Using a dataset with 1,271 book information, a search engine for books was implemented using BM25 algorithm as the retrieval function, achieving MAP of 0.75.
Due to the lack of labeled data, we could only hand-label a very limited number of the search results based on our own judgment if the result is relevant or not without testing with more users or defined the relevancy in a strict way. For example, Google doesn’t usually give information about particular books, but some websites that would give recommendations, and we considered the results of this kind as “relevant”. Therefore, the MAP score may not be an accurate representation of the performance of the system. And the sudo-feedback system is not set up to improve the relevance of the results.
One of the reasons why the MAP score was not ideal is due to the fact that our dataset is small. Goodreads’ database is far larger than 1,271 books, and Google’s search would cover most of registered internet. We had to add the specification “books about” before our query because Google’s database had many different results that could be returned. The MAP score would be more meaningful to compare among the different systems if our database is more comprehensive.
For future tasks, we are looking forward to optimizing the retrieval function and implement a sudo-feedback system when labeled data is not available. The current project focuses on the implementation of TF-iDF using BM25 formula, which is a very classical way of constructing a retrieval function. More experiments could be conducted to test different variations of the BM25 formula and a different retrieval model, such as the language model could also be implemented.

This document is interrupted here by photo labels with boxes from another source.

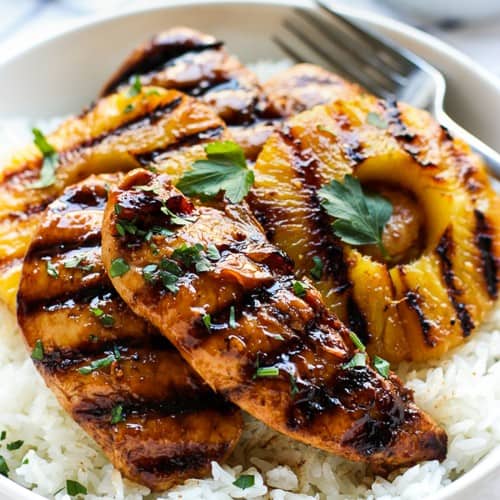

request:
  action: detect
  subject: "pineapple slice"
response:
[250,95,500,361]
[0,87,230,309]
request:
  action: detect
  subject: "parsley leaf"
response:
[128,75,142,97]
[373,356,391,378]
[177,141,254,203]
[0,455,9,477]
[28,128,59,189]
[318,175,392,258]
[46,260,59,279]
[111,405,125,424]
[66,479,87,497]
[109,257,130,278]
[342,352,366,370]
[233,474,255,490]
[78,354,116,375]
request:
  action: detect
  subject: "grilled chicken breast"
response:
[250,96,500,361]
[0,87,229,309]
[18,176,242,490]
[103,170,446,470]
[97,27,360,160]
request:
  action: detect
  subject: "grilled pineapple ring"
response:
[251,96,500,361]
[0,87,229,310]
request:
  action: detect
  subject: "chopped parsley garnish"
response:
[28,128,59,189]
[64,255,93,271]
[349,331,366,352]
[255,366,280,378]
[228,306,238,328]
[46,260,59,279]
[292,281,307,297]
[90,307,115,328]
[201,314,212,330]
[318,175,392,258]
[111,405,125,424]
[342,352,366,369]
[31,339,45,361]
[109,257,130,278]
[0,455,9,477]
[78,354,117,375]
[373,356,391,378]
[310,255,324,281]
[66,479,87,497]
[7,440,24,451]
[207,244,220,261]
[161,205,194,226]
[233,474,255,490]
[366,111,389,129]
[128,75,142,97]
[177,141,254,203]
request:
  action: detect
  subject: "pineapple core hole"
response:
[360,183,425,265]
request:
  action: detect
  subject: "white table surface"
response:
[0,0,500,76]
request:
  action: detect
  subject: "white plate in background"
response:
[0,0,500,500]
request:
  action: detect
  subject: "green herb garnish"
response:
[310,255,324,281]
[31,339,45,361]
[228,306,238,328]
[109,257,130,278]
[233,474,255,490]
[78,354,116,375]
[292,281,307,297]
[111,405,125,424]
[318,175,392,258]
[366,111,389,129]
[255,366,280,377]
[177,141,254,203]
[46,260,59,279]
[128,75,142,97]
[28,128,59,189]
[349,331,366,352]
[7,440,24,451]
[373,356,391,378]
[0,455,9,477]
[342,352,366,369]
[66,479,87,497]
[201,314,212,330]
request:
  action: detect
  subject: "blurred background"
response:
[0,0,500,77]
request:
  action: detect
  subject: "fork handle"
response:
[436,110,500,180]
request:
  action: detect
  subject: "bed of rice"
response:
[0,64,500,500]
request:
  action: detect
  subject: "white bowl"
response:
[0,0,500,500]
[383,0,500,21]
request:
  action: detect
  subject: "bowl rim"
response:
[0,0,500,500]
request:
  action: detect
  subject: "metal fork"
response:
[274,0,500,179]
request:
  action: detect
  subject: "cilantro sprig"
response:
[318,175,392,259]
[28,128,59,189]
[177,141,254,203]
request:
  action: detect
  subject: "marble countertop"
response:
[0,0,500,76]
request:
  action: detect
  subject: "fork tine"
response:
[281,19,393,97]
[296,9,407,90]
[315,0,420,71]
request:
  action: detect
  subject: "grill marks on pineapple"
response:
[436,226,474,337]
[18,177,241,489]
[474,209,500,299]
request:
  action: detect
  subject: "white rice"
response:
[0,63,500,500]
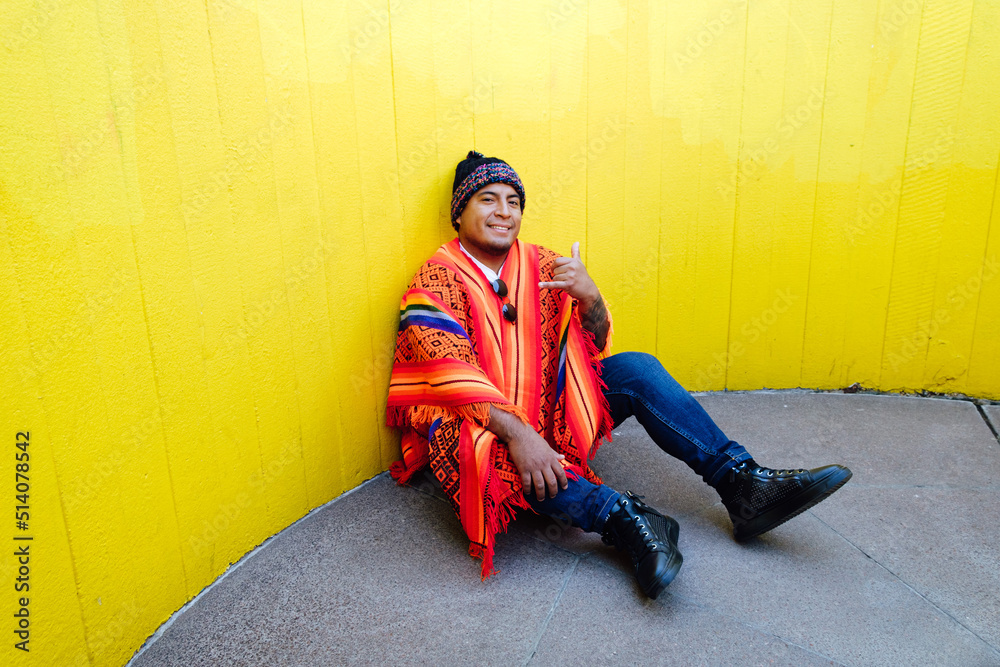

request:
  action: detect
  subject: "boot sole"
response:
[733,468,854,542]
[644,551,684,600]
[643,517,684,600]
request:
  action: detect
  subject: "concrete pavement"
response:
[130,391,1000,667]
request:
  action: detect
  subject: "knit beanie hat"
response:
[451,151,524,224]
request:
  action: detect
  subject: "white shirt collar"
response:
[458,241,507,283]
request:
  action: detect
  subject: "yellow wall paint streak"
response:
[0,0,1000,665]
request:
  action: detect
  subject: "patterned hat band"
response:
[451,162,524,222]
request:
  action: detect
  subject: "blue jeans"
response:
[527,352,751,532]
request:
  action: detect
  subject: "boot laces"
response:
[733,461,809,477]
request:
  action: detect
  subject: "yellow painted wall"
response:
[0,0,1000,665]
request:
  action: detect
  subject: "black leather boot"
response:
[601,491,684,599]
[716,459,851,542]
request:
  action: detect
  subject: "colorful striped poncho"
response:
[388,239,612,578]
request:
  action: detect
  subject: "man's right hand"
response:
[486,407,568,501]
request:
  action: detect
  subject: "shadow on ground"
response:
[132,392,1000,667]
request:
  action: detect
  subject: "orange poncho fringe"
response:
[387,239,612,578]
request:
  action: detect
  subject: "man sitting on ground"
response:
[388,152,851,598]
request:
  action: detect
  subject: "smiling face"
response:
[458,183,521,271]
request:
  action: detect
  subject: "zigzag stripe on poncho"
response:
[388,239,611,577]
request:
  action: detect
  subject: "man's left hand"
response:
[538,242,601,307]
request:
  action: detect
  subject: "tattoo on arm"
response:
[580,296,608,350]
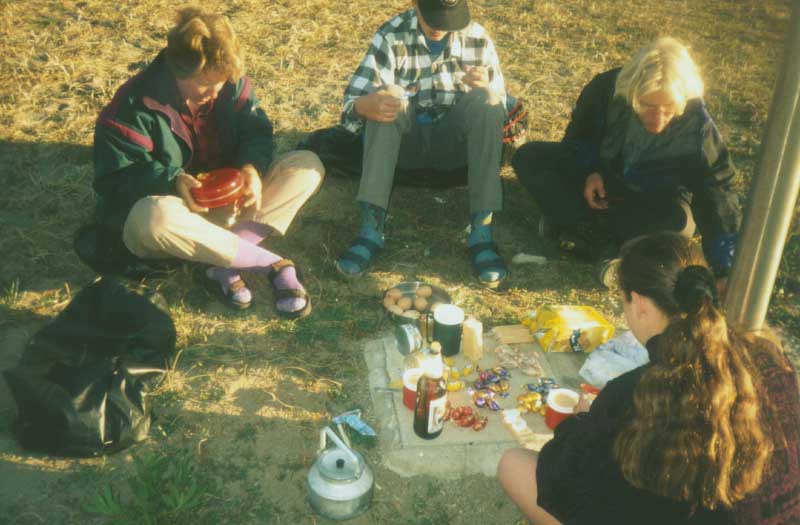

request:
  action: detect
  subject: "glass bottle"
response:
[414,342,447,439]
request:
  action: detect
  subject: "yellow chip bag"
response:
[522,305,614,352]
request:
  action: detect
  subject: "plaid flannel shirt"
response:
[342,9,505,133]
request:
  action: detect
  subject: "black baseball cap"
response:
[417,0,469,31]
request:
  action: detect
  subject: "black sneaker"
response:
[537,215,555,239]
[597,257,622,290]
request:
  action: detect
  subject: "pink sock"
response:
[272,266,306,312]
[206,238,283,302]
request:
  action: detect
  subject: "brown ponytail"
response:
[166,7,244,81]
[614,234,773,509]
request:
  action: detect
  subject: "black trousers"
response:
[511,138,695,245]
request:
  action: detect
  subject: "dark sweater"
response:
[536,338,800,525]
[563,68,741,276]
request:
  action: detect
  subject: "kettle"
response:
[308,427,374,520]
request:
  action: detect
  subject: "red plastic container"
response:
[192,168,244,208]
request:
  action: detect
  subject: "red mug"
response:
[544,388,580,430]
[403,368,422,410]
[191,168,244,208]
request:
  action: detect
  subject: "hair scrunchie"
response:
[673,265,717,314]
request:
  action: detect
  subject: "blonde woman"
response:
[513,38,740,284]
[94,7,324,318]
[498,233,800,525]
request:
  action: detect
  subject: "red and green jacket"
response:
[94,51,274,232]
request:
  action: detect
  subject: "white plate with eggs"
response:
[383,281,450,324]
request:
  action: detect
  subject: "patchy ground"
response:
[0,0,800,524]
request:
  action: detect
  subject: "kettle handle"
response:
[317,427,361,477]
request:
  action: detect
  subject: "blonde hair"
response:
[614,37,703,115]
[166,6,244,82]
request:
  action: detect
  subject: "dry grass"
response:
[0,0,800,523]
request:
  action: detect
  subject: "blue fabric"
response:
[425,35,448,58]
[467,211,506,282]
[708,233,739,277]
[336,201,386,275]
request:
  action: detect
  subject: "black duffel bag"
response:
[3,279,175,456]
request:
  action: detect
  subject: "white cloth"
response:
[578,331,650,388]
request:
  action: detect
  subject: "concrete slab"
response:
[364,334,586,479]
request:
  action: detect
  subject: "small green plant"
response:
[83,446,203,525]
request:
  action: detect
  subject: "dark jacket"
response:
[94,51,273,232]
[536,338,800,525]
[563,68,741,276]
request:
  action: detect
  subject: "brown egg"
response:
[403,310,419,319]
[417,284,433,299]
[414,297,428,312]
[386,288,403,301]
[386,304,403,315]
[397,297,412,310]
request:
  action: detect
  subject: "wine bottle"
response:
[414,342,447,439]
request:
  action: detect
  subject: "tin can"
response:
[394,324,422,355]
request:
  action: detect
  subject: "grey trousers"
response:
[358,89,506,213]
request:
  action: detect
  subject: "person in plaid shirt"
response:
[336,0,508,288]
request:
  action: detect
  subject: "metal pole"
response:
[725,0,800,331]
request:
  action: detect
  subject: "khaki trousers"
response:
[122,151,325,267]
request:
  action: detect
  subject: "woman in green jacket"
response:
[94,8,324,318]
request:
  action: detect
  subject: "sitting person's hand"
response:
[572,392,597,414]
[462,66,489,89]
[355,85,404,123]
[241,164,261,210]
[583,173,608,210]
[175,172,208,213]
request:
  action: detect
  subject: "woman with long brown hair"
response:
[498,233,800,525]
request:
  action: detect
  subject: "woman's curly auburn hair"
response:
[166,7,244,82]
[614,234,777,509]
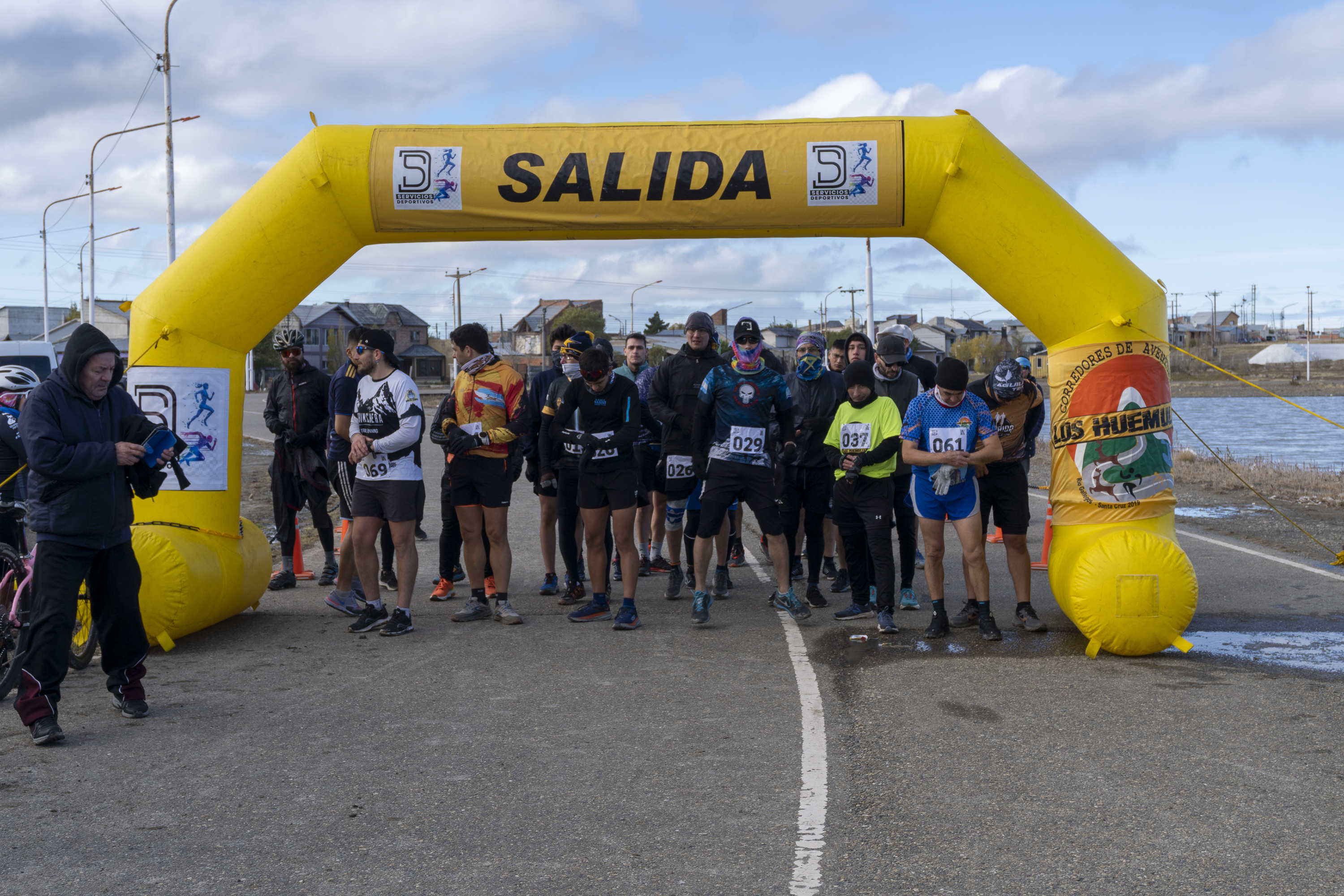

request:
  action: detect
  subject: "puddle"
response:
[1165,631,1344,672]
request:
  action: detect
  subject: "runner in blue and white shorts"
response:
[900,358,1003,641]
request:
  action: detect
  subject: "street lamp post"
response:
[42,187,121,343]
[88,116,200,326]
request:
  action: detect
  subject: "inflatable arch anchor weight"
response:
[130,113,1198,655]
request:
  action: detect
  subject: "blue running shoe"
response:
[570,600,612,622]
[612,607,644,631]
[691,591,714,625]
[770,588,812,619]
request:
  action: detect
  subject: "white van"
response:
[0,340,56,380]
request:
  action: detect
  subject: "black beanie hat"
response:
[933,358,970,392]
[844,362,878,390]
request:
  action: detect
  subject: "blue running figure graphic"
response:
[187,383,215,426]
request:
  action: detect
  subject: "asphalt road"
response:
[0,399,1344,896]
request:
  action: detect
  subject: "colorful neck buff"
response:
[732,343,765,374]
[798,355,827,382]
[462,352,495,376]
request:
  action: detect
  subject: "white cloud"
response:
[759,3,1344,180]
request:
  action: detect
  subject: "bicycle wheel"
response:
[70,584,98,669]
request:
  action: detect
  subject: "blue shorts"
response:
[906,473,980,520]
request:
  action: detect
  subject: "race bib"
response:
[664,454,695,479]
[840,423,872,454]
[929,426,966,454]
[593,433,616,461]
[728,426,765,454]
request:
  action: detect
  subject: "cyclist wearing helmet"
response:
[262,329,337,591]
[0,364,38,553]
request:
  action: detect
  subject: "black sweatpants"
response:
[831,475,896,611]
[13,540,149,725]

Thanks to the SI650 instruction team in helping us gain a better understanding of the search engine.
[1]Deo, A., Gangrade, J., & Gangrade, S. (2018). A SURVEY PAPER ON INFORMATION RETRIEVAL SYSTEM. International Journal of Advanced Research in Computer Science, 9(1), 778-781.
[2]Kim, SW. & Gil, JM. Hum. Cent. Comput. Inf. Sci. (2019) 9: 30.
[3]He B., Ounis I. 2005. Term Frequency Normalisation Tuning for BM25 and DFR Models. In: Losada D.E., Fernández-Luna J.M. (eds) Advances in Information Retrieval. (ECIR 2005). Lecture Notes in Computer Science, vol 3408. Springer, Berlin, Heidelberg
[4]Manning, C. D., Raghavan, P., & Schütze, H. 2008. Introduction to information retrieval. New York: Cambridge University Press.